Neller: ‘We Are a Completely Different Marine Corps Than We Were’
By OTTO KREISHER, Seapower Correspondent
WASHINGTON — Despite increasing competition for the declining percentage of young Americans eligible to serve in the military, the Marine Corps already has signed up the number of recruits it needs for this fiscal year and expects to have half of next year’s quota by October, the top Marine said.
The diversity of the Corps also is changing, in both gender and ethnicity, and the Corps will get older as it builds the capabilities in cyber and information warfare that it will need for any conflict with a peer competitor, Marine Corps Commandant Gen. Robert B. Neller said April 26.
Addressing a Brookings Institution audience, Neller said the Marines are changing not just the type of people they need but also the way they train and the weapons and equipment they will need to meet the demands of the new National Defense Strategy that focuses on great power competition, rather than countering violent extremists.
“There are a lot of concerns out there. Some are near term, some longer term. But the strategy says we want to increase the lethality of the force, we want to create a more capable force that will dominate the battlefield. We want to work with allies and friends because we’re not going to have enough capacity to do this by ourselves,” he said.
Among the capabilities the Marines will need for that future fight are more secure command and control, the ability to engage in information warfare and in cyberspace, and long-range precision fires, Neller said.
“We need a longer stick, from ground to ground, air to ground, from surface to air,” and defense against manned aircraft, ballistic missiles and swarming unmanned air systems, he said. The Corps also will need more unmanned systems, he said.
“If you have to clear a room, the first thing in that room will be an unmanned vehicle,” Neller said.
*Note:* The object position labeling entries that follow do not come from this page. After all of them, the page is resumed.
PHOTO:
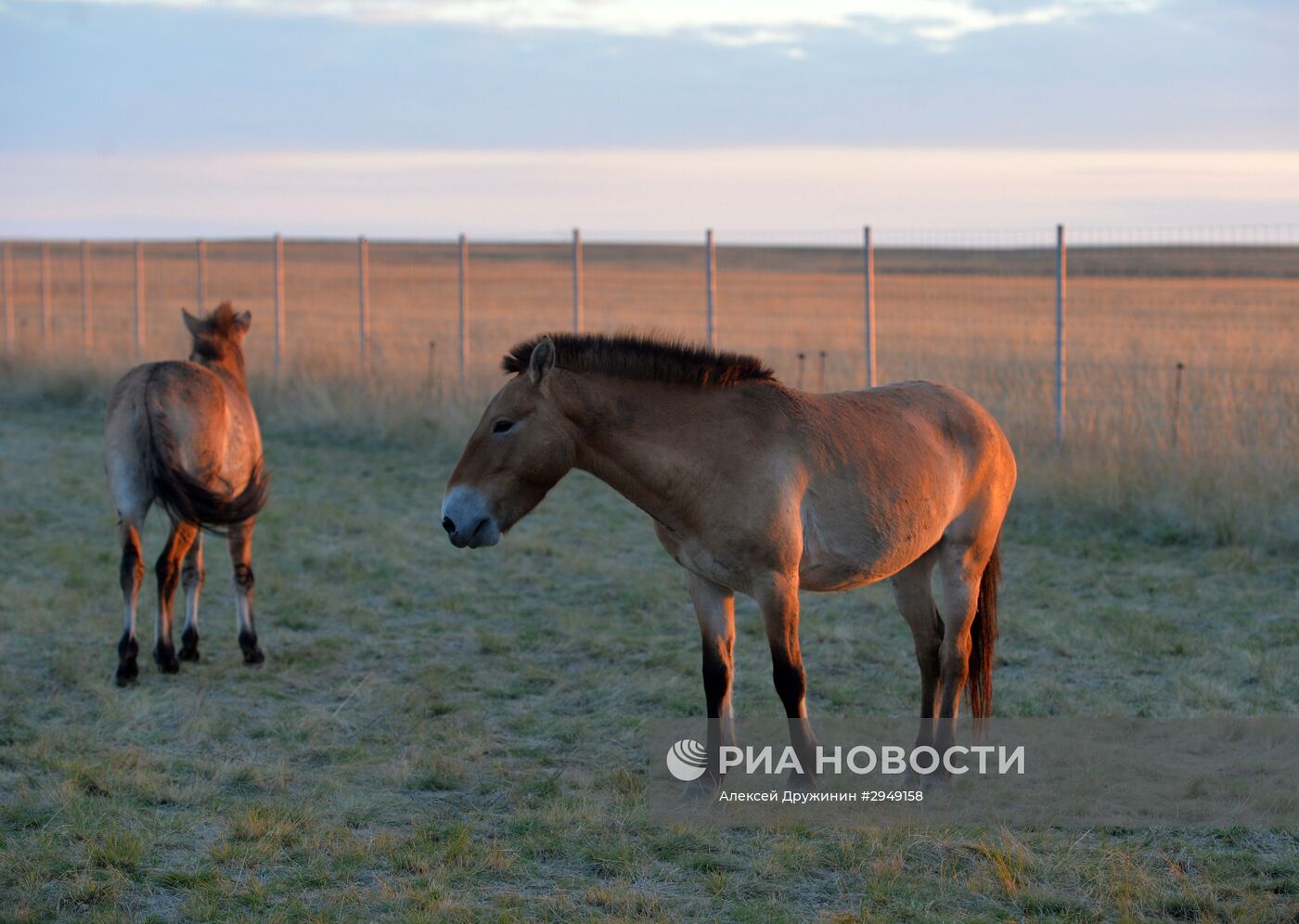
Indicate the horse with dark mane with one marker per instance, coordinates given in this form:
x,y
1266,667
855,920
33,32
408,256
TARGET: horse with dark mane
x,y
765,490
185,435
And he predicted, a majority of future aircraft “will not have a human being at the controls, in that device.”
The Marines also are changing the way they train, with more force-on-force exercises, similar to what they did during the Cold War, he said.
Asked how the Corps was doing in recruiting and meeting the calls for greater diversity, Neller said he was told earlier in the day that “we’ve already got all the people we need for this year. They’re all signed up. They’ll ship this summer. And by 1 October, we’ll have over 50 percent of the people already signed up for next year.”
Those recruits include 97 percent high school graduates and a high percentage of the highest scorers on the qualification tests, he added.
On diversity, Neller noted that he had set a goal of a Corps that was at least 10 percent female, and that figure currently was at 9.2 percent. “In the last four years for officer accessions, the numbers have been 23, 24, 25 and 32 percent of officers are men of ethnicity and color and women.
“If you look at every possible category of diversity — gender, ethnicity — we are a completely different Marine Corps than we were five, and certainly 10 years ago. The demographics of the nation is changing. Hispanics are the fastest growing group in the nation, and also the fastest growing in the Marine Corps,” he said.
The Marines traditionally have been the youngest of the armed services, with more than half of its personnel under 25. But that will change as they have to keep more Marines in longer to master the complex tasks of cyber warfare, Neller said.
“They will cost more money. … We’re going to pay that because we need what they do,” he said.
While the three other services are requesting large increases in end strength in the fiscal 2019 budget, the Corps has requested only 100 more Marines, because of the higher cost of those cyber and information warriors, he said.
Asked if he expected to get and retain the high-quality people needed for those skills, Neller said, “We’re going to find out.”